Parallel execution, part 2

Continuing on last week’s post on parallelism, here’s part two, where we take a closer look at when parallel plans are considered and what you can do to either force or prevent a query from running parallel as well as things you want to avoid if you’re trying to achieve a parallel query plan.

Cost threshold

Probably the single most important thing to know about parallelism is that a parallel query plan includes a certain amount of overhead because it needs to distribute/repartition and/or gather streams. For this reason, only a query that the optimizer deems expensive enough at first look will become a candidate for a parallel plan.

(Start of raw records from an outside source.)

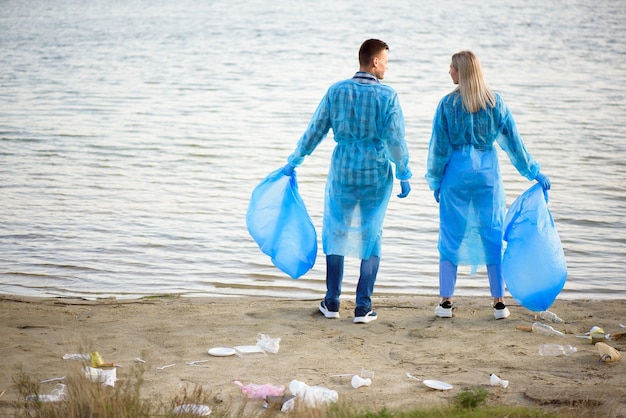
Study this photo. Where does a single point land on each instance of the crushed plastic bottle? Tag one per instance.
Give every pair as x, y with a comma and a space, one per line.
544, 329
556, 350
550, 316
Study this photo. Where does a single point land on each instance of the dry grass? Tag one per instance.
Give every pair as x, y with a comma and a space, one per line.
85, 399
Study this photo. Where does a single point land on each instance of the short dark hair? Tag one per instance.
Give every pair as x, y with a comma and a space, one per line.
369, 49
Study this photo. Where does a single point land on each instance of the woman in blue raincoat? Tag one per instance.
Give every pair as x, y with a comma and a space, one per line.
464, 173
368, 127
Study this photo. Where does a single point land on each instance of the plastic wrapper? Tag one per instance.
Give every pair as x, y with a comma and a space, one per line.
278, 221
254, 391
533, 266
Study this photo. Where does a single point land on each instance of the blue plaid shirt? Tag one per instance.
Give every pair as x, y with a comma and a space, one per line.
368, 127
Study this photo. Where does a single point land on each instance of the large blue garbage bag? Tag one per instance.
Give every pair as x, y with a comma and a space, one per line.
278, 221
533, 266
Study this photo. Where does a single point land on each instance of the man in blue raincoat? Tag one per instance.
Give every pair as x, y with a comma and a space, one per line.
368, 127
464, 173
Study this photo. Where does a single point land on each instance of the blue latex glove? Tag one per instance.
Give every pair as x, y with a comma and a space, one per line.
288, 169
543, 180
406, 189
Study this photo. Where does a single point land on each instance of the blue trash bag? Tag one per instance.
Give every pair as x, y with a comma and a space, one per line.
533, 266
278, 221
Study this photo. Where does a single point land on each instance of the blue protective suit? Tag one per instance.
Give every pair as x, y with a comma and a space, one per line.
368, 127
463, 164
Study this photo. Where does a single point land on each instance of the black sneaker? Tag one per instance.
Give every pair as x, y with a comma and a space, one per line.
327, 312
364, 319
444, 310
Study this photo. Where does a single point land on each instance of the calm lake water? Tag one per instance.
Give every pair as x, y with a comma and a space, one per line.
133, 132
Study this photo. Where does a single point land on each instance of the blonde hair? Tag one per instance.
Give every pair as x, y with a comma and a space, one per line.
474, 91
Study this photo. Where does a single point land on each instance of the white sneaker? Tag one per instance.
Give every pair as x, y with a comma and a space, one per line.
328, 314
444, 310
500, 311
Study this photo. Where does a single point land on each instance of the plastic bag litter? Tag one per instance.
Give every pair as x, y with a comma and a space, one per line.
533, 266
311, 396
268, 344
278, 221
107, 377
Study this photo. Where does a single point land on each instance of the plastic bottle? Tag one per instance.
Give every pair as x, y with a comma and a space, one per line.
555, 350
544, 329
550, 316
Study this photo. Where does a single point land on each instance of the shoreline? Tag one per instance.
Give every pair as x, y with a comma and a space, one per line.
407, 338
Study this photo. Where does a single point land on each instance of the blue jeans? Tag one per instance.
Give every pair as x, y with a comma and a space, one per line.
447, 279
364, 289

This is where the cost threshold for parallelism is applied – on the server level, you can configure the threshold, the query cost (as seen in the query plan) at which point the server will consider a parallel plan. You can set this parameter using sp_configure, but in order for it to become visible, you’ll first have to enable “advanced options”, also with sp_configure:

EXECUTE sp_configure 'show advanced options', 1;
RECONFIGURE;

With advanced options enabled, you can use sp_configure to set the threshold like this:

EXECUTE sp_configure 'cost threshold for parallelism', 5;
RECONFIGURE;

The example above sets the theshold value to 5 (which is the default for new SQL Server instances), meaning that queries that are cheaper than that will always run serially. This value can be important when tuning loads on the server level – a lower value means that more queries will be considered for parallelization; a higher value means that a larger portion of your workload will run serially. The threshold is important to be aware of with regards to different types of server workloads. Without going into details, you could generally say that server loads can be illustrated with two extremes:

A high-load OLTP server with a large number of simultaneously active users, running relatively inexpensive queries may benefit significantly from a greater amount of serial queries. This is primarily because many concurrent users means many simultaneous processes, so you’ll want to reduce the number of CPU threads for each process in order to be able to server more users at the same time.

A datawarehouse with fewer users running more expensive queries, on the other hand, should probably use a significant amount of parallelization when available because the worloads are fewer but heavier.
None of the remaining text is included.